Let the oxidation state of $Fe$ be $x$.
$2(+1) + x + 5(-1) + 1(+1) = 0$
$2 + x - 5 + 1 = 0$
$x - 2 = 0$
$x = +2$.
Thus,the name is sodium pentacyanonitrosylferrate $(II)$.

(B) $1$. Identify the cation: $K^+$ is potassium.
$2$. Identify the complex anion: $[Zn(OH)_4]^{2-}$.
$3$. Name the ligands: Four $OH^-$ groups are named as 'tetrahydroxo'.
$4$. Name the central metal: Since the complex is an anion,$Zn$ is named as 'zincate'.
$5$. Determine the oxidation state of $Zn$: $x + 4(-1) = -2$,so $x = +2$.
$6$. Combine the parts: Potassium tetrahydroxozincate $(II)$.

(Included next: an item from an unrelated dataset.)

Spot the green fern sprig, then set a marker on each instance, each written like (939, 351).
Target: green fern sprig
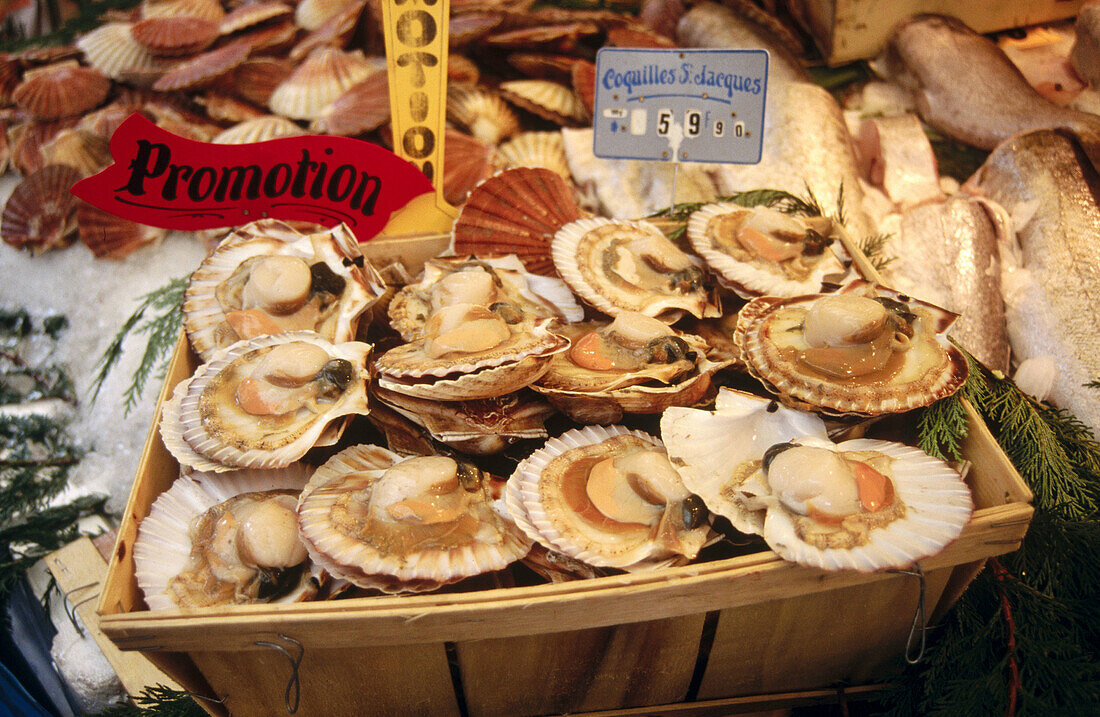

(C) $1$. Identify the ligands: $NH_3$ (ammine),$CN^-$ (cyano),$O^{2-}$ (oxo),$O_2^{2-}$ (peroxo).
$2$. Determine the oxidation state of $Cr$: Let it be $x$. The charge on $K$ is $+1$,$CN$ is $-1$,$O$ is $-2$,$O_2$ is $-2$,and $NH_3$ is $0$.
$2(+1) + x + 2(-1) + 1(-2) + 1(-2) + 0 = 0$
$2 + x - 2 - 2 - 2 = 0$
$x - 4 = 0 \implies x = +4$.
$3$. Order the ligands alphabetically: ammine,cyano,dioxo,peroxo.
$4$. Combine: Potassium amminedicyanodioxoperoxochromate $(IV)$.

(C) The given complex is a metal-metal bonded carbonyl complex $[(CO)_5Mn-Mn(CO)_5]$.
In this complex,the manganese atoms are in the $0$ oxidation state.
According to $IUPAC$ nomenclature for metal-metal bonded carbonyls,it is named as decacarbonyl dimanganese $(0)$.
However,looking at the options provided,the most appropriate name describing the structure is bis(pentacarbonyl manganese).

(B) In the reactant complex $Na_2[Fe(CN)_5NO]$,the oxidation state of $Fe$ is calculated as: $2(+1) + x + 5(-1) + 0 = 0$ (assuming $NO$ is neutral $NO^+$ or $NO$ depending on convention,but standard nitroprusside has $Fe$ in $+2$ state). $x = +2$.
In the product complex $Na_4[Fe(CN)_5NOS]$,the ligand $NOS$ is $NOS^{3-}$. The oxidation state of $Fe$ is calculated as: $4(+1) + x + 5(-1) + (-2) = 0$ $\Rightarrow x - 3 = 0$ $\Rightarrow x = +3$.
However,in the specific reaction of sodium nitroprusside with sulfide,the $Fe$ center remains in the $+2$ oxidation state as the reaction involves the conversion of $NO^+$ to $NOS^-$. Thus,the oxidation state of $Fe$ in both complexes is $+2$.

(A) In the complex $[RhCl(PPh_3)_3]$,the ligand $Cl^-$ has a charge of $-1$ and $PPh_3$ (triphenylphosphine) is a neutral ligand.
Let the oxidation state of $Rh$ be $x$.
$x + (-1) + 3(0) = 0$
$x - 1 = 0$
$x = +1$.
Therefore,the oxidation state of $Rh$ is $(I)$.
The name is constructed as: Chlorido (for $Cl^-$) + tris(triphenylphosphine) (for three $PPh_3$ ligands) + rhodium$(I)$ (metal name with oxidation state).
Thus,the correct $IUPAC$ name is Chloridotris(triphenylphosphine)rhodium$(I)$.